Making an arbitrary plane the 'base' of an object

So, I am cutting up an object into parts so I can print it on my 3D printer - a giant 3D jigsaw puzzle basically. What I can’t for the life of me figure out is, given an arbitrarry mesh, where I have deliberatly created an arbitrary plane to be the base of the object, how can I rotate the entire mesh so said plane is in the global x-y plane, so it is in fact the base when I send it to the 3D printer?

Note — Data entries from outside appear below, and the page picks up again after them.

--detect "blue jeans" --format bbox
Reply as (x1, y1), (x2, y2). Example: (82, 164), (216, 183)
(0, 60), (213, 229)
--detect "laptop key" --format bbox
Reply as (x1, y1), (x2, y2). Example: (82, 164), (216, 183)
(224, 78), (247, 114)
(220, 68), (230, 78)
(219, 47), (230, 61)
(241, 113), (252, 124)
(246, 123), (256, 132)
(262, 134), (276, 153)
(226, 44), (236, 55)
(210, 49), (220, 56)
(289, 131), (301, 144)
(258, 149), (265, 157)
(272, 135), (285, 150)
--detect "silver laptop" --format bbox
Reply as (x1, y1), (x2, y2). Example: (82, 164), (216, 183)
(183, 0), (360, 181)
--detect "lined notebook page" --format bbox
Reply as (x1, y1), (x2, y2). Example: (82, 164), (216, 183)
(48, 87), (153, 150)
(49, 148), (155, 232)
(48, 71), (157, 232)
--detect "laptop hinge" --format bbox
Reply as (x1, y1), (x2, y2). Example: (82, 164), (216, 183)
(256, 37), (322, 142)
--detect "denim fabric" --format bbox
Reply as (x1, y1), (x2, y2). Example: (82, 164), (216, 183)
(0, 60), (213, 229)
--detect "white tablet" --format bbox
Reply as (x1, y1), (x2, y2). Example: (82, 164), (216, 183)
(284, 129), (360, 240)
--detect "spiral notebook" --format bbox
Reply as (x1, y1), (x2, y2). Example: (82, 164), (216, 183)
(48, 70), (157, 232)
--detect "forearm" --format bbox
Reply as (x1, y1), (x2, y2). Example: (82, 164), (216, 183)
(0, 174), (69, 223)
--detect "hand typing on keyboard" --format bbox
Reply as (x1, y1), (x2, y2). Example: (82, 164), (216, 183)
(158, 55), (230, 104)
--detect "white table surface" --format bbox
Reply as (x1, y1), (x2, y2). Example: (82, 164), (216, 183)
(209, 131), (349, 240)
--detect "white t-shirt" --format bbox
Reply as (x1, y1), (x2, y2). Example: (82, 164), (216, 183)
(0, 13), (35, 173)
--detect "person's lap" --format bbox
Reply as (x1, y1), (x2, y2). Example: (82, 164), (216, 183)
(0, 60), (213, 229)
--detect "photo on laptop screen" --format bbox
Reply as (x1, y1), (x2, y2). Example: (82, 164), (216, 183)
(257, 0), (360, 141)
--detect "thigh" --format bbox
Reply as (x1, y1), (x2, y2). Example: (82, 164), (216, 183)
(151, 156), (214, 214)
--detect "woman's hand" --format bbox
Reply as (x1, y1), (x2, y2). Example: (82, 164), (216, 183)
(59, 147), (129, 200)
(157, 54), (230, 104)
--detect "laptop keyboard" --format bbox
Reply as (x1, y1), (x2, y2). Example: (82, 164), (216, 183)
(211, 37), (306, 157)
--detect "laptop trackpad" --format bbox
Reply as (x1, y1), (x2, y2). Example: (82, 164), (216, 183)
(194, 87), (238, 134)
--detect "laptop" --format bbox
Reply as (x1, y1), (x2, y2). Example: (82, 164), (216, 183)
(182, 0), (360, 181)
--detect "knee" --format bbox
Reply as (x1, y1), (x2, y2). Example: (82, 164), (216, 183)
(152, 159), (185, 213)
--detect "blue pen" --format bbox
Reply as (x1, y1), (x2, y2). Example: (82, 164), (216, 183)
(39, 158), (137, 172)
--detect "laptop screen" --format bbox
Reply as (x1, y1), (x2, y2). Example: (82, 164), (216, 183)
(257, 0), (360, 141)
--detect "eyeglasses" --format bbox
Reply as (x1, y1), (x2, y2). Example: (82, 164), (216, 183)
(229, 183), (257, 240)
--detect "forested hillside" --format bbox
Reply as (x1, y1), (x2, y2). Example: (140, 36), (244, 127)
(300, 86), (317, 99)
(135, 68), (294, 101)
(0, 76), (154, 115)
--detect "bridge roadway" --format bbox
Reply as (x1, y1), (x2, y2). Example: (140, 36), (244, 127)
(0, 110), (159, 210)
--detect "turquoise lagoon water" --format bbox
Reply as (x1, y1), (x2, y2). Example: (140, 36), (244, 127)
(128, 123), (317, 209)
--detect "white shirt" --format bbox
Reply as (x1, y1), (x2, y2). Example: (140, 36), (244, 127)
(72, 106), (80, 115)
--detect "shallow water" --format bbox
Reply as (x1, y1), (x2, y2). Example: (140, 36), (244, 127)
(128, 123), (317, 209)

This feels like a silly question, but I just can’t find the answer - every combination of search terms I try proves useless.

Thanks in advance:-)

Edit:
Found a solution, but its really, really convoluted:

In edit mode select the plane you want to be the base.
Shift-s, cursor to selected.
Shift numpad-7, so the view is looking directly at the face.
Exit edit mode, add an empty.
Tick in the tool bar (t key) the align to view option - you now have an empty centred and rotated to the plane of interest.
Parent the object to the empty, keep transform (ctrl-p).
Reset the rotation of the empty - alt-r.
Alt-p on the object, clear parent keeping the transform.
Delete the empty.
Rotate the entire thing 180 degrees so its not upside down!
Apply transform (ctrl-a)

I have about 40 parts to this object, so I am still after a solution that isn’t going to give me a bad case of RSI by the time I am done!

It is scripted already- one is there http://wiki.blender.org/index.php/Extensions:2.6/Py/Scripts/3D_interaction/Align_by_faces

After installation can be found in Space menu - type “align” . Works on two selected Objects depending on their active faces.

Edit: Can assign Rigid Active to objects and Passive to plane; then just Alt-a.

Thanks - the script works perfectly, and brings it down to a sensible number of steps!

Doing it via the physics simulation is, I think, ill-advised - there would always be some numerical error remaining, and it might be enough to mess up the print.

I doubt it’ll mess things up. It’s scripted on even higher level ;).